0

I only recently started studying python and there was a need to create a phylogenetic tree, however, due to its large size and GIL, it was extremely long.

I tried to make my own trial class. When trying to run a class method on multiple processes, the result was, however, the class method was actually executed twice.

import time
import multiprocessing

class Test:

    def sum_data(self):

        total = 0

        for i in range(1, 10000):
            for j in range(1, 10000):
                total += i + j

        print(f"The result is {total}")


def inter_funct():
    object = Test()
    object.sum_data()

if __name__ == '__main__':
    starttime = time.time()
    processes = []
    for i in range(0, 2):
        p = multiprocessing.Process(target=inter_funct)
        processes.append(p)
        p.start()

    for process in processes:
        process.join()

    print('That took {} seconds'.format(time.time() - starttime))

Is it possible to combine the efforts of 2 processes on 1 object, rather than creating 2 processes and 2 objects?

Nock
  • 1

1 Answers1

0

Generally, objects aren't shared between processes. Each process has its own virtual memory and can't access that of the other process.

If you want to exchange data between processes, you need to use the multiprocessing classes for data exchange. I'll be using a Queue in the code below.

But: sharing the object isn't the problem here. The problem is that the work is done twice. And that won't change, even if you only had one object.

You need to design for parallelization. Each of the two processes shall only do half of the work and in the end you want to combine both to a single result.

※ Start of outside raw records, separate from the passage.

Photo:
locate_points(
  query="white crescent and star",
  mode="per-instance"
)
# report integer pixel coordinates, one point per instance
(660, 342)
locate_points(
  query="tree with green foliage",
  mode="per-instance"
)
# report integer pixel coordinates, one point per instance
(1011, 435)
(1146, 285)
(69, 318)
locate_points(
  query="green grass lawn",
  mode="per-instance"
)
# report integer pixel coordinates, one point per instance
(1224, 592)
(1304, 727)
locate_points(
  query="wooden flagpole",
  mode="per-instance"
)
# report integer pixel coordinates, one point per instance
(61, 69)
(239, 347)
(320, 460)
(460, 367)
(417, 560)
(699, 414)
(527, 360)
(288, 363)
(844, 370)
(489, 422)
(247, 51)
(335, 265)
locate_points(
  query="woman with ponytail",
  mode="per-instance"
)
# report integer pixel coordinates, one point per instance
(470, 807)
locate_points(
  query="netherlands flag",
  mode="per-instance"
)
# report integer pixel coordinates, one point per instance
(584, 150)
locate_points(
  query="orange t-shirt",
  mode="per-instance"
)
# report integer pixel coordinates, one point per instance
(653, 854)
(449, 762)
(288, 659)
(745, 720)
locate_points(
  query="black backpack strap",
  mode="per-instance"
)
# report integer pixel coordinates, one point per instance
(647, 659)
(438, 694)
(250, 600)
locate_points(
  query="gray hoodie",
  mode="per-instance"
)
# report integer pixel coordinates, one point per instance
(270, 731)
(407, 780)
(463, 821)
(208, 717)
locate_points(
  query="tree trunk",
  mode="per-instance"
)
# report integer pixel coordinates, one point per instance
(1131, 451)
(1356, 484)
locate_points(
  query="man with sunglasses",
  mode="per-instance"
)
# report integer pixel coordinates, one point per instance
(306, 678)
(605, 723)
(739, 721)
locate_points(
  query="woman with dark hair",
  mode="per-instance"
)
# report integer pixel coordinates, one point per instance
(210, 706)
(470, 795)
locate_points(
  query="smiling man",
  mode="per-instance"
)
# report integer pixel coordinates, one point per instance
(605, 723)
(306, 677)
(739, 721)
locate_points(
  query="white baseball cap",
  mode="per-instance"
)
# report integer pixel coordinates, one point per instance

In order to do that, you need to be able to pass arguments to the sum_data method, so that each process can do a different half of the work.

import time
import multiprocessing

class Test:
    def sum_data(self, begin, end):    # allow for partial computation
        total = 0
        for i in range(begin, end):
            for j in range(1, 10000):
                total += i + j
        return total                   # don't print here, because it's half


def inter_funct(begin, end, q):
    object = Test()
    q.put(object.sum_data(begin, end))   # Communicate the result back to main


if __name__ == '__main__':
    starttime = time.time()
    q = multiprocessing.Queue()
    processes = []
    p = multiprocessing.Process(target=inter_funct, args=(1,5001, q))
    processes.append(p)
    p.start()
    p = multiprocessing.Process(target=inter_funct, args=(5001,10000, q))
    processes.append(p)
    p.start()

    total = q.get() + q.get()                # Combine the parts
    print("The total is " + str(total))

    for process in processes:
        process.join()

    print('That took {} seconds'.format(time.time() - starttime))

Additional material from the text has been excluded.